OREANDA-NEWS. State-owned PetroEcuador is looking for ways to finance an alkylation plant that it wants to install at its newly overhauled 110,000 b/d Esmeraldas refinery.

The company?s $1.62bn budget for next year is nearly flat with 2015, and the funds will mostly cover operating expenses.

PetroEcuador plans to complete priority infrastructure projects already under construction, such as the 215km (134mi) Pascuales-Cuenca refined products pipeline. New projects such as the alkylation unit will need external financing.

Next year the firm "will focus on small investment programs with potential to have a broad financial impact. To finance capex spending in 2016, we need to be more creative," PetroEcuador chief executive Alex Bravo told Argus.

The firm is seeking investors to help finance its largest projects, including a $1.5bn three-year program to improve the quality of its refined products.

The first phase of the program features the planned alkylation unit, which could be financed through credit from contractors or by creating a joint venture, Bravo said.

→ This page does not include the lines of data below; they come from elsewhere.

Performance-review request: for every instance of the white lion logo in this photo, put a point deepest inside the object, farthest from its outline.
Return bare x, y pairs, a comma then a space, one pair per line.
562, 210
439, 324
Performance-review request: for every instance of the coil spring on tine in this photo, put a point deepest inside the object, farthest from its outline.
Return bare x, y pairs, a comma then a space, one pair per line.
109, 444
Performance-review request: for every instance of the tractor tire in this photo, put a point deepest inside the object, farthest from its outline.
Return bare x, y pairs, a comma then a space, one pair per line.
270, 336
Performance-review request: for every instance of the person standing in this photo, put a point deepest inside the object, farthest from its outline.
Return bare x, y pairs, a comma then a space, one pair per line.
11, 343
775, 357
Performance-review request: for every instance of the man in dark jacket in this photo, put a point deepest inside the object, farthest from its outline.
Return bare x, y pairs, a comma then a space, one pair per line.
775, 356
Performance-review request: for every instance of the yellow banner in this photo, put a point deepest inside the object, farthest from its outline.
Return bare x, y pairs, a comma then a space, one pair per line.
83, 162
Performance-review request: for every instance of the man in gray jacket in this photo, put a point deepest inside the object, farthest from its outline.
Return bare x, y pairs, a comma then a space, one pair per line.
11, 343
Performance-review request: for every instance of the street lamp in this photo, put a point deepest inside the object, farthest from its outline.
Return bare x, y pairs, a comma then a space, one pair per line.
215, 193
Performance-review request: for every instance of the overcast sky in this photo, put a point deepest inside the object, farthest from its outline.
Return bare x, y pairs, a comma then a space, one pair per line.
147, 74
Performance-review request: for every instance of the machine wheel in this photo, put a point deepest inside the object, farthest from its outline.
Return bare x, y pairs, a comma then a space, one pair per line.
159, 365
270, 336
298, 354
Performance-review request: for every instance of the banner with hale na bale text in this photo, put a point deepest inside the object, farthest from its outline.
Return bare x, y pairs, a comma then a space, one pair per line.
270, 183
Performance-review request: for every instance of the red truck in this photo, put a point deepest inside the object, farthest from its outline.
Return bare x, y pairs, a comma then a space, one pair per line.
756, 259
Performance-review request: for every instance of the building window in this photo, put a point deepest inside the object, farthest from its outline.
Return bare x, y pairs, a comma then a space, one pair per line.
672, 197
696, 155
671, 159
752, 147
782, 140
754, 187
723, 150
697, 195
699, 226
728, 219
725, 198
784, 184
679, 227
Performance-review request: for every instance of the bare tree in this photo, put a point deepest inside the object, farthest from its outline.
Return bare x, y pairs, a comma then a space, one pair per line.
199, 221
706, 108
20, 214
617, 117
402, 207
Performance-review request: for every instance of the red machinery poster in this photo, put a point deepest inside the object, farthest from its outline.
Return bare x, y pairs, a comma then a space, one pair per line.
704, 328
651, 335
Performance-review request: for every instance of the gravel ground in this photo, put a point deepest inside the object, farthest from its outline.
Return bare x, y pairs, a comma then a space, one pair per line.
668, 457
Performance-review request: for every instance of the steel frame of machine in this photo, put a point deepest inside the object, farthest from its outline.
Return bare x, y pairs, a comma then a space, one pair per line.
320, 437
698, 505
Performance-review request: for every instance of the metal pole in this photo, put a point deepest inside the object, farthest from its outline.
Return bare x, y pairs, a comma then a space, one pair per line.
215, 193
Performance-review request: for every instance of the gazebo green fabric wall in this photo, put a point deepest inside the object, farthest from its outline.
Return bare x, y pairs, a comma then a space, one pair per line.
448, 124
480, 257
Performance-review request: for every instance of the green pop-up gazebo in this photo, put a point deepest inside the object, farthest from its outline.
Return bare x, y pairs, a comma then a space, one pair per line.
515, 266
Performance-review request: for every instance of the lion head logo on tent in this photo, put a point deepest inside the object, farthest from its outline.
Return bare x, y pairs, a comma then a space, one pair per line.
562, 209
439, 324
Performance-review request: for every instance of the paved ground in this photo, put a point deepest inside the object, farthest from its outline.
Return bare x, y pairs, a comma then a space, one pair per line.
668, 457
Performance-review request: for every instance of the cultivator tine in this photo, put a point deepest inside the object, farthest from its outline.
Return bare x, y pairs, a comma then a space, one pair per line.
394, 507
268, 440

Ecuador is weighing other alternatives to help finance the project, including an off-take agreement, according to a strategic sectors ministry presentation for investors seen by Argus.

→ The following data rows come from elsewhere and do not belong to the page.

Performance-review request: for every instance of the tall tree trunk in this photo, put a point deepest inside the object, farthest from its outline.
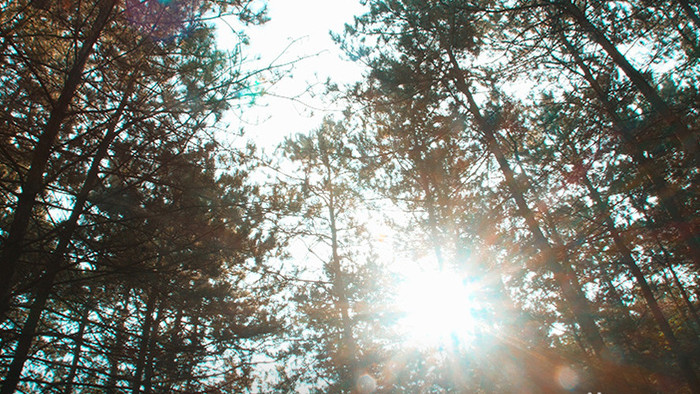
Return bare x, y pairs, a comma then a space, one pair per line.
116, 350
349, 353
34, 180
143, 344
55, 264
681, 130
573, 296
150, 355
625, 254
76, 351
646, 166
690, 12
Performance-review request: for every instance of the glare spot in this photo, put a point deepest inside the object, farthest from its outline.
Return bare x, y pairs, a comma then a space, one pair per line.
568, 379
366, 384
439, 308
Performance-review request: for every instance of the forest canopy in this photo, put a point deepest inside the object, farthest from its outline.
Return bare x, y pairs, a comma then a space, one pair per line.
508, 203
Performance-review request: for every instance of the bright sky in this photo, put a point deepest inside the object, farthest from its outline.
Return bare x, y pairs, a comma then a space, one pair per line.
297, 29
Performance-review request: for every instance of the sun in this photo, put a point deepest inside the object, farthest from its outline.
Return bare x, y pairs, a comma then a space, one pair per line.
438, 308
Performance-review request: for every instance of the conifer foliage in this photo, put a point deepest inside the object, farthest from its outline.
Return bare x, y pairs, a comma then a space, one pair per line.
529, 168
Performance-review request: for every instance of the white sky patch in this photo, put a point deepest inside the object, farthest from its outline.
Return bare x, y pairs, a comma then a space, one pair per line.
297, 36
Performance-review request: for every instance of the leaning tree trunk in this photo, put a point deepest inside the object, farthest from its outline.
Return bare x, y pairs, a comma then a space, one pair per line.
667, 197
56, 262
77, 349
625, 254
34, 180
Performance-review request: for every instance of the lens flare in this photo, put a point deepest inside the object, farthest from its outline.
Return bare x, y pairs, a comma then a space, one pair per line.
438, 308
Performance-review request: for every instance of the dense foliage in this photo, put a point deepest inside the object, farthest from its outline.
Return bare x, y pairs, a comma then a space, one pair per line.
542, 155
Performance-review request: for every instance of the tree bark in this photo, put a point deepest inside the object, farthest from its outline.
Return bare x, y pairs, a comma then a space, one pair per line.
143, 345
573, 296
349, 355
55, 264
681, 130
34, 180
667, 196
76, 351
626, 256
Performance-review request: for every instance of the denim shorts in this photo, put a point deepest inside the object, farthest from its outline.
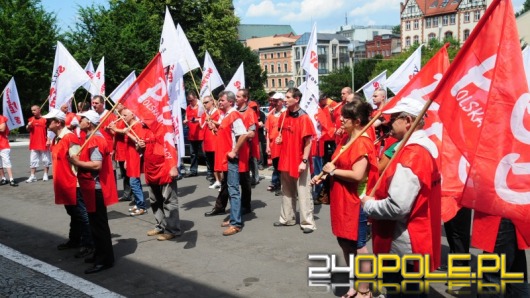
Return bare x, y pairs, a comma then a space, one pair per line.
363, 229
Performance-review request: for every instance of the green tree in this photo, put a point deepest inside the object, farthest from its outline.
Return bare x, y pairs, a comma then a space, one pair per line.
28, 35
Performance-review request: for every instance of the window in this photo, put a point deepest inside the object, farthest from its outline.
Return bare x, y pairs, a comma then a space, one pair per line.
452, 19
466, 34
466, 17
477, 15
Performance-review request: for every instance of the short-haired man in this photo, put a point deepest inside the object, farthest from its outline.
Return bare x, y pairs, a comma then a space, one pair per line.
5, 150
98, 188
38, 144
406, 209
297, 132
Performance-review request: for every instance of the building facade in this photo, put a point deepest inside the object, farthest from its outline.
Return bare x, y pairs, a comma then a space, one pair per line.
422, 20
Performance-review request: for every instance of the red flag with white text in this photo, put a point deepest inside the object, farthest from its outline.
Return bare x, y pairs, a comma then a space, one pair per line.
485, 105
147, 98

By adding octanes to gasoline, the new unit would help Ecuador meet a targeted 22.6pc reduction in 93-octane gasoline imports. Between January and October 2015, PetroEcuador imported an average of 39,000 b/d of 93-octane gasoline.

The imported fuel is used to blend into locally refined gasoline to produce the 92-octane Super gasoline.

With the new infrastructure in place, PetroEcuador would be able to produce a 92 to 95-octane gasoline with 1pc benzene, the strategic sectors ministry says.

The fuel quality improvement program will includes a plan to import 28°API sweet crude to process at Esmeraldas in order to optimize its product yield.

PetroEcuador has said it is seeking to purchase 30mn bl of medium crude for one year, but the plan could be extended for several years until oil prices recover, a company official told Argus.

The firm is cutting costs through the planned sale of some 41 service stations and staff reductions. Some 377 workers out of a total of 5,100 have been laid off this year, and further cuts lie ahead.